Audi RS Q8 (2019) im Test: Erste Fahrt im Power-SUV
Das dickste Audi-SUV bekommt den dicksten Motor: Mit acht Zylindern und einem komplizierten Fahrwerk wird der Q8 zum Audi RS Q8. Erste Fahrt im 600-PS-SUV.
Er schaut ganz schön böse durch seine abgedunkelten Scheinwerfer. Aber so richtig breit sieht der Audi RS Q8 nicht aus. Normalerweise drückt Audi die Kotflügel der sportlichen RS-Modelle ein gutes Stück nach außen.

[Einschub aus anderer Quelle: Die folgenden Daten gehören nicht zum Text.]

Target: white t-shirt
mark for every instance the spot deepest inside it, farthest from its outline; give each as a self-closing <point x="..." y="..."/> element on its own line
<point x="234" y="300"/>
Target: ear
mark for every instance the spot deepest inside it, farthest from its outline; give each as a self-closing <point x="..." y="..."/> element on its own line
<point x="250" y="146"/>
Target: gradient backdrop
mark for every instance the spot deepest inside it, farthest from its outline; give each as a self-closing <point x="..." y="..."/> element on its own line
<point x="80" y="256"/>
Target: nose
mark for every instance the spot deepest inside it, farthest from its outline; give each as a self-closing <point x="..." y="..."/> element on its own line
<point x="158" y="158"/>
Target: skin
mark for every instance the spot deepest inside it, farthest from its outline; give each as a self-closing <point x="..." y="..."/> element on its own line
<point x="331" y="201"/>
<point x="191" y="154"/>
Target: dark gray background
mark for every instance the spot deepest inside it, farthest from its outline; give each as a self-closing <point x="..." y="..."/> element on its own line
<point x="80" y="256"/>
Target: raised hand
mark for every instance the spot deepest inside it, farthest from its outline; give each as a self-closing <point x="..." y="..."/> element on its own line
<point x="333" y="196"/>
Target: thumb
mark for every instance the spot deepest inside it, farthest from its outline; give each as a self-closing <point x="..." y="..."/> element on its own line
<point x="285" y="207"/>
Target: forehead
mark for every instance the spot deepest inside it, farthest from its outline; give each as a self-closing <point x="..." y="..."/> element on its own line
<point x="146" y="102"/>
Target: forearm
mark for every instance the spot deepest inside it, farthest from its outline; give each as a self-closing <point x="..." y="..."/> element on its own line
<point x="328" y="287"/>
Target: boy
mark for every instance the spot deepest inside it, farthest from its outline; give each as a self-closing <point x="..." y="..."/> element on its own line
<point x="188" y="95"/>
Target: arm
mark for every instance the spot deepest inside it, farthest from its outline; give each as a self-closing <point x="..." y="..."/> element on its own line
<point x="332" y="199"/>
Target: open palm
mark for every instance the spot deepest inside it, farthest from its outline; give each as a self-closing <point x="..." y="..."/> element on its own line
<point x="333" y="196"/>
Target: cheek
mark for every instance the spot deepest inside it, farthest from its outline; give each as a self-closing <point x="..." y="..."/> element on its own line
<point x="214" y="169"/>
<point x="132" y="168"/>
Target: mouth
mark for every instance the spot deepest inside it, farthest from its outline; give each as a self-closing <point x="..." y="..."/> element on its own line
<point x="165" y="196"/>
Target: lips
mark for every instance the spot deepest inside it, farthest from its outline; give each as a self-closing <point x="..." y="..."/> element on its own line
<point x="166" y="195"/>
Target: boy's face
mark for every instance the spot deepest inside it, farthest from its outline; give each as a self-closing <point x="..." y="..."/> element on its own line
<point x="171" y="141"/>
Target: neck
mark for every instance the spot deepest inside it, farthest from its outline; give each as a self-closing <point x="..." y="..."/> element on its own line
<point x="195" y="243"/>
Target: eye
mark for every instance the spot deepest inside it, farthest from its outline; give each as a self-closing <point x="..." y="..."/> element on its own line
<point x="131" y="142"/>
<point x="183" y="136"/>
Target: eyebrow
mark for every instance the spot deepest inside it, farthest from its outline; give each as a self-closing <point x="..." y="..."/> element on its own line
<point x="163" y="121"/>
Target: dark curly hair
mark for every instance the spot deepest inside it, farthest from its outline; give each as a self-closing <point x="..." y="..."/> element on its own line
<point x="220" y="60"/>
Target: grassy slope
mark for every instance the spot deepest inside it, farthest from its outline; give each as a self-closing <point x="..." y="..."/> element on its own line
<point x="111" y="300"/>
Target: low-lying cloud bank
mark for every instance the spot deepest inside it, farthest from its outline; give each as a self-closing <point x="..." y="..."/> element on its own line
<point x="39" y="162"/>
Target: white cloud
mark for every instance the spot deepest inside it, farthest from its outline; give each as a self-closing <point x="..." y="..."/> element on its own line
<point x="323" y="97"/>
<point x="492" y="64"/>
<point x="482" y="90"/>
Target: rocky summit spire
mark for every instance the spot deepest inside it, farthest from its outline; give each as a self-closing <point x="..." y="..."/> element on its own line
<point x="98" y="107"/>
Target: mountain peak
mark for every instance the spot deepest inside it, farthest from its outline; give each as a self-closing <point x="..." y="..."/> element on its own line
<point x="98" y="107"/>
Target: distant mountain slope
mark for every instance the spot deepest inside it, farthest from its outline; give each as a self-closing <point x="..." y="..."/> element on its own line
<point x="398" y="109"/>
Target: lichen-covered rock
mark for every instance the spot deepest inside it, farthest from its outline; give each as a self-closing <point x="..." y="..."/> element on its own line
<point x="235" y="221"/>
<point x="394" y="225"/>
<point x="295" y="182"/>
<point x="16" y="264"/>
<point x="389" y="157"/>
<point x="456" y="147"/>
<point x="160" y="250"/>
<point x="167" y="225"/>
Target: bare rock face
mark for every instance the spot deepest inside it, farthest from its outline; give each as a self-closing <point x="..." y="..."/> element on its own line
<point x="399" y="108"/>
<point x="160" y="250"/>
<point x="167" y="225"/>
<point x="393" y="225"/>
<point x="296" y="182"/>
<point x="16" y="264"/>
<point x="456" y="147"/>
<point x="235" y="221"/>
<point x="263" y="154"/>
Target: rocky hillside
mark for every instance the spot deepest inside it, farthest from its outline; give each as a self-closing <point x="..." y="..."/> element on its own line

Für eine bullige Optik und eine breite Spur. Beim großen SUV mit dem hübschen Heck fehlt der Breitbau aus Blech. Nur die aufgesetzten Kunststoffleisten an den Radläufen tragen etwas auf, vorne je einen Zentimeter, hinten einen halben.
Das hat praktische Gründe. Der RS Q8 darf nicht sehr viel breiter werden, als der aktuelle Q8 ohnehin schon ist. Sonst könnte der Kunde damit nicht durch die Waschanlage fahren. Die Karosserie würde außerdem in der Audi-Lackiererei anecken, würde der RS Q8 dicke Backen machen. Der Hersteller verzichtet deshalb darauf und zeichnet lieber die Schürzen und Lampen etwas böser.
Man soll dem Auto ansehen, dass es das schnellste und stärkste Modell seiner Baureihe ist. Große Lufteinlässe, der riesige Kühlergrill, ein Diffusor am Heck und zwei ovale Endrohrblenden erzählen von der Leistung. Letztere sind funktional, wohlgemerkt. Anders als bei fast allen anderen Audi-Modellen handelt es sich nicht um blinde Designelemente, sondern um echte Rohre. Es geht ja um Sport.
Bodenfreiheit wie im Geländewagen und Komfort wie in einer Limousine. Jeder dritte Neuwagen in Deutschland ist ein SUV.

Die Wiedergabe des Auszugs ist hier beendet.